Recieverlardaki sıkıntıyı da maç içinde çözüm üreterek çözdük. Bu çözümün adı da FB Marcel Reece’di. Reece benim gözümde ligdeki en iyi ve en çok yönlü FB. Koşabiliyor, pas yakalayabiliyor, rakip savunma koşularını durdurarak pas hücumlarında Palmer’ı koruyabiliyor. Bears karşısında bu özelliklerinin hepsini bize gösterdi. Ancak en öne çıkanı da pas yakalama özelliğiydi. Çoğu zaman slot reciever olarak görev yaptı. Beş reception ve 92 yard pas tutmayla oynayarak Raiders hücumuna hayat veren isim oldu.

Hücum olarak kötü bir maç çıkardığımızı düşünüyorum. Altı kez FG vurup sadece bir TD yapabildik. O da Michael Bush’un 3 yard koşusu ile geldi.

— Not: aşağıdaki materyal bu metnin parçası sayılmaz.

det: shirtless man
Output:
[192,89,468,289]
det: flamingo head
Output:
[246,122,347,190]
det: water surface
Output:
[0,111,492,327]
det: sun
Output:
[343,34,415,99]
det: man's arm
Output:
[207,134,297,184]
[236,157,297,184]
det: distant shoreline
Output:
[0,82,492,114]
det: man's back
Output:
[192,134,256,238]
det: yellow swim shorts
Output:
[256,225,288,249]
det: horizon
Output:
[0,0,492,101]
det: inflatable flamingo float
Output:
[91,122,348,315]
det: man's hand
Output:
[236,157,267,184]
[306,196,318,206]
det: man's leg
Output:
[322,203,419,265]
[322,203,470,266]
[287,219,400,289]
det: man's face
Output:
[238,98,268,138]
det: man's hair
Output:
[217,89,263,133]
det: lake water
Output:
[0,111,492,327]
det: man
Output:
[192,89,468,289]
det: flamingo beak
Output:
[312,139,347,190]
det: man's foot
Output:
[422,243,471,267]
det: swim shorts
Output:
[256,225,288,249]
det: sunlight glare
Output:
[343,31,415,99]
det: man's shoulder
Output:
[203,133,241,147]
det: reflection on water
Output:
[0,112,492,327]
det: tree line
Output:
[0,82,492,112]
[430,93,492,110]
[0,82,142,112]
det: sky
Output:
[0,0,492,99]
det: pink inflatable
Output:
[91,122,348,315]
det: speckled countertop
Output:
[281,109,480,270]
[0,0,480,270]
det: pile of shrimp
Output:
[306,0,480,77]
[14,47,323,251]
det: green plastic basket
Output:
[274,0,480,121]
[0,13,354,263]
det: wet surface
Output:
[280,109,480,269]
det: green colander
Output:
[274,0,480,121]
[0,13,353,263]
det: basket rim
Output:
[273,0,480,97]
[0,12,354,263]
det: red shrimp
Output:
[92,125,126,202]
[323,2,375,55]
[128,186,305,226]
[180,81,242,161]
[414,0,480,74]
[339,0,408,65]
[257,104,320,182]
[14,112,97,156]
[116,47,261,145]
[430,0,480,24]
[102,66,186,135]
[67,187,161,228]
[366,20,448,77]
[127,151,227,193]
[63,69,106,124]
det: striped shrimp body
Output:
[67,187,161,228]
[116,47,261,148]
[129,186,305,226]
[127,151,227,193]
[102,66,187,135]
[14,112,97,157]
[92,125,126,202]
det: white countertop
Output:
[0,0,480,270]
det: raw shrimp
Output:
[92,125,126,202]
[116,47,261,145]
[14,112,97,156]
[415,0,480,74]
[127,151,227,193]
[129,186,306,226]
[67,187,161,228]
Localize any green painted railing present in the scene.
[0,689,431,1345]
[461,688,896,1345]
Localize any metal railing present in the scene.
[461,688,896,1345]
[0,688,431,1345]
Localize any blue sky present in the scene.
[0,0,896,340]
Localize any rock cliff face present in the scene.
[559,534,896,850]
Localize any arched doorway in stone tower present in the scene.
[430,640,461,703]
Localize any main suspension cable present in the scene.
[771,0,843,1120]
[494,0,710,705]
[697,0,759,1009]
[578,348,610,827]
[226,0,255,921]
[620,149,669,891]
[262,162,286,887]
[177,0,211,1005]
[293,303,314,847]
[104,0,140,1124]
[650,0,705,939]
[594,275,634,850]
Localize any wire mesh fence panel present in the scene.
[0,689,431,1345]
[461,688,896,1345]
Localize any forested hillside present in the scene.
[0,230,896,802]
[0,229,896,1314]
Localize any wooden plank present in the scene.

Palmer sıfır TD pası ile tamamladı maçı ama 301 yard pas atması hiçte fena olmayan bir istatistik. İşte bu 301 yard pasa karşılık 0 TD recieverların etkisizliğini yeterince açıklıyor. Maçı kazanmamızdaki kritik noktalardan birisi de altı maç sonra ilk kez son periytotta skor üretmemiz oldu. Son periyotlarda oldukça sıkıntı çeken bir takım Raiders. Bunu son altı maça baktığımızda görebiliyoruz. Hatta fazla geriye gitmeyip geçen haftaki Vikings maçına da bakabiliriz. Çok rahat geçen maçı son çeyrekte sıkıntıya sokmuştuk.

Savunmaya gelecek olursak rakip QB’nin tecrübesizliğinden iyi faydalandılar. Raiders savunması üç interception yaparak görevlerini yerine getirdi. Özellikle LB Wimbley yaptığı interception sonrası 73 yard koşarak herkesi şaşırttı çünkü bu performanslar genelde süratli CB’ler tarafından gerçekleştiriliyor. Bu koca adam faulle durdurulmasa belki de TD yapacaktı. CB Sheppard takviyesiyle biraz toparlanan secondary Bears karşısında fena sayılmazdı. Bir tek Knox’ı savunmada zorlandılar.

Bir parantez de Punter Shane Lechler’a açmak istiyorum. Beş kez punt yapan Pro Bowl punter toplamda 273 yard punt yaparak her takımın korkulu rüyası haline gelen KR Devin Hester’ı bitiren isimdi.

Yeni yazılarda görüşmek üzere hoşça kalın.